Wrapping up year's yard and garden work
It’s 18 degrees, our first real hard freeze, this early Sunday morning as I sit down to write. It’s a bittersweet time of year as I wrap up most of the year’s yard and garden work. There were days last summer when I didn’t look forward to mowing, and days when I didn’t want to hoe or pull weeds in the garden. We were tired of picking and canning beans and tomatoes before they were done producing, too. My wife, Sue, and I spent several hours in the past week processing some of our abundant kale and a row of parsnips for freezing. We gave bags of kale away, too, but there may still be some left to harvest despite last night’s freeze. It’s a hardy plant! The winter squash crop was placed in a cool storage room in the basement where it keeps until spring if it lasts that long.
Other outdoor tasks included a little tree and shrub pruning now that the leaves are gone. It was easier to see where branches cross and rub; where weak, narrow forks have formed, and where a little of the past year’s wind damage still needed to be cleaning up. Pruning cuts made now don’t attract insects or fungus problems because they remain dry. Woody plants have all winter to “compartmentalize” at the cut site. That “walling off” process leaves pruning wounds more difficult for insects and disease organisms to penetrate next spring and the plants won’t bleed as much when sap flow starts again.
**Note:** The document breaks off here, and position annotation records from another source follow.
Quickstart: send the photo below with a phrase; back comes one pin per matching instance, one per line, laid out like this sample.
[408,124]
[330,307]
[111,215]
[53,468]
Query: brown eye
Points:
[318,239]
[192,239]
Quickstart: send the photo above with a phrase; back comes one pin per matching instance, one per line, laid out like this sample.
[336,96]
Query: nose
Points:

The last leaves (except those still clinging to the red oaks) have been shredded up and tilled into the garden plots where they make good soil amendments and feed the earth worms. A light application of fall fertilizer with lower nitrogen and moderate levels of phosphorus and potassium should help the grass get through the winter and next spring with a stronger, deeper root system. The last mowing was completed and the mower “put to bed” for the winter. That process included a thorough cleanup, sharpening the blade and an oil change. Some folks drain the fuel system and run the mower till it stalls out of gas before storing it. I have had good luck completely filling the fuel system with gasoline treated with a fuel stabilizing compound. It usually starts on the first or second pull in the spring. The last thing I do is to remove the spark plug and add a small amount of oil directly into the cylinder. A couple of pulls on the starter cord distributes the oil. The plug is then re-installed and that’s it until spring.
I’d like to add some well-composted manure to the garden plots, but haven’t had time to deal with that yet. Manure adds important organic matter to the soil like the shredded leaves I’ve already tilled in, but contains more nutrients. The summer’s compost pile still needs to be spread out, too, before the garden is ready for winter. Those who may have planted new trees or shrubs (particularly conifers) during the past year would do them a big favor by watering them every week it doesn’t rain right up until the ground freezes. They’ll survive the winter in much better condition if they enter it well hydrated.
I plugged in the birdbath heater yesterday when I saw a crust of ice on it. Puddles left from the last rain have disappeared with recent dry weather and made the bird bath a focal point for birds that visit our yard again. There are a few things left to do outdoors, but we’re nearly in winter mode. I know I’m going to miss some of those growing season outdoor activities now that they’re done for this year, but the remainder of fall and the coming winter will have their own outdoor activities to enjoy. I look forward to those.
Steve Lekwa is a former director of Story County Conservation.